To be clear, Dita has a very specific idea of glamour– she’s famous for being a world-class burlesque dancer, after all. But even if you don’t subscribe to her style of over-the-top, classical glam, any fashion-forward girl will love her advice on some style staples; her book has tips on the perfect cat-eye, red lip, and chignon, among others.
Even more than I loved her beauty advice though, I adored Dita’s tips on how to discover and cultivate a personal style. As a person made famous for having a very distinct look, her thoughts on how to find your own look are invaluable.
Pick up Your Beauty Mark if you want to leave quarantine with some improved beauty skills or with an improved beauty outlook.
If You Want Classic Literature, ’20s Style, and Party Inspiration…

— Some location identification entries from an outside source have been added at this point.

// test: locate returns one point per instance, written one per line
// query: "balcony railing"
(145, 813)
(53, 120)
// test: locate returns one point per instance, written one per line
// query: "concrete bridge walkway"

Try The Great Gatsby by F. Scott Fitzgerald
I know, I know– you either read F. Scott Fitzgerald’s The Great Gatsby in high school English or you lied to your teacher and said you read it.
Either way, Gatsby may not be the first thing you think of when you think of glamorous books. But this slim novel focused on the lives of the wealthy in the Roaring ‘20s is excellent inspiration for fashion girls who lean a little bit upscale or vintage.
The Great Gatsby is known to contain some of the best party scenes in literary history, and the ‘20s are known as one of the most fashionable periods in American history; the combination results in an incredibly glitzy, over-the-top read.
If you miss sorority formals, masquerade parties, or anything that called for some formality and magic, Gatsby is perfect. Also, it is genuinely one of the best American books ever published.
The good thing about The Great Gatsby is the wealth of different versions that accompany the book. After you read the book, watch the 2013 Baz Luhrmann film and revel in the giant fireworks, gorgeous costumes, and Lana Del Ray. Then, come back to the book again, and reread about the good (and bad) sides of elegant, upscale living.
And If You Want French Fashion, a History Lesson, and Haute Couture…
Try The Battle of Versailles by Robin Givhan
Robin Givhan’s The Battle of Versailles is a glamorous book for the serious fashion girls; it details a contest held in the Palace of Versailles in 1973 between classical French fashion designers and new up-and-coming American designers.
If your favorite time of the year is Paris Fashion Week, you’ll squeal every time a designer is mentioned — some of the “newbies” included in this book are the now household names Oscar De La Renta and Donna Karan, who were pitted against the fashion elite of Christan Dior and Yves St. Laurent, among others.
For those who are missing a bit of drama, The Battle of Versailles is also full of excitement, as the book dives deep into the battle between American and French designers — no spoilers, but Givhan does a great job of ratcheting up the tension.
For history majors who have read every issue of Vogue, The Battle of Versailles brilliantly combines old-school glamour with a more modern, contemporary bite.